Applies batch normalization on a 4D (NCHW) quantized tensor.

y=xE[x]Var[x]+ϵγ+βy = \frac{x - \mathrm{E}[x]}{\sqrt{\mathrm{Var}[x] + \epsilon}} * \gamma + \beta
Parameters:
  • input (Tensor) – quantized tensor

  • weight (Tensor) – float tensor that corresponds to the gamma, size C

  • bias (Tensor) – float tensor that corresponds to the beta, size C

  • mean (Tensor) – float mean value in batch normalization, size C

  • var (Tensor) – float tensor for variance, size C

  • eps (float) – a value added to the denominator for numerical stability.

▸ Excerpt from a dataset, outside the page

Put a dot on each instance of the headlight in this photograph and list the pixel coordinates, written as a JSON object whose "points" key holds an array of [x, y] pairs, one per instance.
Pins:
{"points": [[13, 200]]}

  • output_scale (float) – output quantized tensor scale

  • output_zero_point (int) – output quantized tensor zero_point

Returns:

A quantized tensor with batch normalization applied.

Return type:

Tensor

Example:

>>> qx = torch.quantize_per_tensor(torch.rand(2, 2, 2, 2), 1.5, 3, torch.quint8)
>>> torch.quantized_batch_norm(qx, torch.ones(2), torch.zeros(2), torch.rand(2), torch.rand(2), 0.00001, 0.2, 2)
tensor([[[[-0.2000, -0.2000],
      [ 1.6000, -0.2000]],

     [[-0.4000, -0.4000],
      [-0.4000,  0.6000]]],


    [[[-0.2000, -0.2000],
      [-0.2000, -0.2000]],

     [[ 0.6000, -0.4000],
      [ 0.6000, -0.4000]]]], size=(2, 2, 2, 2), dtype=torch.quint8,
   quantization_scheme=torch.per_tensor_affine, scale=0.2, zero_point=2)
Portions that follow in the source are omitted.